Advertisement

Street Vendors--In Between a Rock and a Hard Place

Share
Times Staff Writer

Francisco Flores stood next to the Christmas cards and cockroach poison he was selling on a sidewalk near downtown Los Angeles.

“I’d love to have a job,” the 25-year-old native of El Salvador said. But he said that as an illegal alien who does not qualify for amnesty, he cannot work legally.

“I can’t sit with my arms crossed,” Flores said, “or I won’t have money to pay my rent or to eat.”

Advertisement

Street vending is against the law in Los Angeles, and the vendors, who number an estimated 2,000 in the city, have increasingly angered merchants on thoroughfares such as Olvera Street and Broadway, where many sell their wares.

At Clifton’s Cafeteria, a Broadway fixture since 1933, manager John Lennon said, “I don’t think it’s fair for somebody to do business on the street while everybody else has to get licenses and pay taxes.”

On Olvera Street, where priests last summer proclaimed the area around Our Lady Queen of Angels Church a “safe zone” for vendors to protect them from arrest, merchants say their businesses have suffered from the competition.

“People are torn because there’s a philosophical good being done,” said Vivien Bonzo, head of the merchants’ group there. “But charity should happen in a way that does not affect others.”

Eludes Solution

The dispute, along with more than 1,500 arrests for street vending in the downtown area alone since early 1987, has been a problem that seemed to elude solution.

However, in recent weeks the city has held hearings and other meetings in an effort to solve it. Deputy Mayor Grace Davis said a change in the city ordinance is likely “within six months,” with vendors permitted but regulated. “I think the city needs to look at this,” Davis said this week.

Advertisement

A spokesman for Councilman Mike Woo said he is considering proposing the change to the City Council.
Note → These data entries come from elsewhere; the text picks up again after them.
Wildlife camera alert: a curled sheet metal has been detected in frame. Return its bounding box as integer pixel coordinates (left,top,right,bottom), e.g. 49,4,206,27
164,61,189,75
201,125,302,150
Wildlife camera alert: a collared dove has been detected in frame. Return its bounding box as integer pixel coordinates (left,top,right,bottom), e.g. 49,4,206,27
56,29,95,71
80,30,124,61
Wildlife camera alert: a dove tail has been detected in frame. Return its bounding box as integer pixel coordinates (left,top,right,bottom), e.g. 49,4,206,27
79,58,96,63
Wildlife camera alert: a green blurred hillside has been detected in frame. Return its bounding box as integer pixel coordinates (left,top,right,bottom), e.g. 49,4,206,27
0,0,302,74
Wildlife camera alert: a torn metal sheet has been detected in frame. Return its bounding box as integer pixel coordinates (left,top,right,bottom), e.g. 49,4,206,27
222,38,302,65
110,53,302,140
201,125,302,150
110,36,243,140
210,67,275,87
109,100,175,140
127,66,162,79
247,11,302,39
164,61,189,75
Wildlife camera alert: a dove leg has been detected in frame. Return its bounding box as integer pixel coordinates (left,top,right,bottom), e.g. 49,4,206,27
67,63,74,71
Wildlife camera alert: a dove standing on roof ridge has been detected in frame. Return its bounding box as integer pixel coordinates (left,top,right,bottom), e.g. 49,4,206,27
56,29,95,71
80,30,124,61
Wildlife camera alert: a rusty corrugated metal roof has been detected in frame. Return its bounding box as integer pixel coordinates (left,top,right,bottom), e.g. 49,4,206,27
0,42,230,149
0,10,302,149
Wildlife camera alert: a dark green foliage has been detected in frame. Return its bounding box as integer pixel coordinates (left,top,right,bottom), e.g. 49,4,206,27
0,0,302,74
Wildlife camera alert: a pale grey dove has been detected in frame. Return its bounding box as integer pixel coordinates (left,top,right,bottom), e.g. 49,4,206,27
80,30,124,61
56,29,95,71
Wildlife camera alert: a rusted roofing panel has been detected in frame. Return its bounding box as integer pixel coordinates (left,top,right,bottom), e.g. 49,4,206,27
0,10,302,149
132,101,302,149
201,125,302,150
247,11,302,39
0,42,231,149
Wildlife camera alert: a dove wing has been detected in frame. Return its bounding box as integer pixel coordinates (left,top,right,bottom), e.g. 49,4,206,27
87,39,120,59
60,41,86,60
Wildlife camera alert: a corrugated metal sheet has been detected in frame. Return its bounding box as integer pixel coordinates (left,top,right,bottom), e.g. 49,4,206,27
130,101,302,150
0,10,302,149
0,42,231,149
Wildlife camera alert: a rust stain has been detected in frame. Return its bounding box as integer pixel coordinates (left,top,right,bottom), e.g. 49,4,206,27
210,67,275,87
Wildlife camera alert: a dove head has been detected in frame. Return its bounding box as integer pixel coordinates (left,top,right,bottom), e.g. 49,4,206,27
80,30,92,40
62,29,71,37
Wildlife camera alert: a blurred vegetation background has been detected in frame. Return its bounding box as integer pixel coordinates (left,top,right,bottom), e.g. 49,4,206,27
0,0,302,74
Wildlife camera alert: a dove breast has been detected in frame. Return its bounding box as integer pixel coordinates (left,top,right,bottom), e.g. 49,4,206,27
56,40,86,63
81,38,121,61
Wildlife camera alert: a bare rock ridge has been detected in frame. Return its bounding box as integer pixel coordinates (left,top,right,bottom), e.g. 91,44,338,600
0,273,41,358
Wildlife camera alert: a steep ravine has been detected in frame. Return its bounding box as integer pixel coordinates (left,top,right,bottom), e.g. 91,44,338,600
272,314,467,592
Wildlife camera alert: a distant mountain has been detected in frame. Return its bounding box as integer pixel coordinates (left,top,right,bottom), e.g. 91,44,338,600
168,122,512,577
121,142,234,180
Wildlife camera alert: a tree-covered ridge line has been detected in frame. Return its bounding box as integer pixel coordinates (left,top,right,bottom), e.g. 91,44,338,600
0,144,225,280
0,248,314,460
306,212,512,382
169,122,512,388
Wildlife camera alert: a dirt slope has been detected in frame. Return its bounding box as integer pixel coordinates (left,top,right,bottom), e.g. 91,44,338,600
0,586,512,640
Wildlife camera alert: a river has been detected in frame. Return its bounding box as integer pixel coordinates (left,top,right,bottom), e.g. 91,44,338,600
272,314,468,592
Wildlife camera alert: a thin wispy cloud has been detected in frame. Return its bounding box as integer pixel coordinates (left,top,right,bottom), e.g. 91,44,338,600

In late November, the Los Angeles Police Commission and the Board of Public Works held a special joint hearing, attended by merchants, vendors, police and advocates for Central American refugees, who are believed to compose the majority of the vendors.

Last week, the issue was discussed further at a City Hall meeting held by Davis and attended by Talcott, police officials and members of the Mayor’s Advisory Committee on Central American Refugees.

“We’re trying to strike a balance between the two groups,” said Police Commission President Robert Talcott.

“Right now the law says there can be no street vending,” Davis said, “but my feeling is these people have no alternative.”

Many of the aliens cannot get jobs legally, refugee advocates say, because to qualify for amnesty, an alien must have been living here before 1982. Most of the Central Americans came later.167772161 “So what we’re seeing in the streets in Central Los Angeles is a dramatic increase in street vending,” said Madeline Janis, an attorney who volunteers her time to help the vendors.

Advertisement

“The Los Angeles regulations are outdated and not appropriate to cope with the present situation,” said Raiko Habe, a USC assistant professor of urban and regional planning who has done a study of street vending laws and practices in 30 U.S. cities.

Cities have a better chance at controlling street vendors if they permit them, she said. “Prohibition is totally unrealistic, considering how many people are doing it anyway.”

Cities such as Baltimore, Honolulu and Washington provide controls through licensing, or regulating the times, locations and merchandise that can be sold on the street, Habe said.

The vendors, meanwhile, have formed a group called the Assn. of Ambulatory Street Vendors, of which Flores is a leader. About 200 vendors are members, he said, and about 60 come to biweekly meetings held at the Central American Refugee Center, which supports their efforts.

The vendor group is trying to press for changes in the law that would legalize street selling. They are also fighting what Flores calls “problems with repression,” meaning arrests and police behavior.

Janis said refugee advocates have heard several examples of “aggressively harsh enforcement,” such as confiscation of goods, strip searches or use of racial slurs.

Advertisement

“We asked for specifics,” said Los Angeles Police Capt. Jerry W. Conner, commanding officer for the Central Division. “No one had any specifics.”

Merchandise is confiscated for evidence in misdemeanor arrests for vending, Conner said, and he noted, “That’s not misconduct.”

Conner said vending is not a high priority problem in his division, citing the presence of homeless people and motor vehicle thefts as larger problems. His officers respond to street vending, he said, only when merchants complain, when sidewalk traffic is impeded or when vendors are selling bootleg cassette tapes.

“We don’t devote a lot of resources to the vendors,” he said, noting that one to six officers might be assigned to it on a given day. “Vending really is a non-issue.”

Advocates for the vendors, however, maintain that any such law enforcement is misplaced. “This is not a criminal justice problem,” Janis said, “It is a business regulation problem.”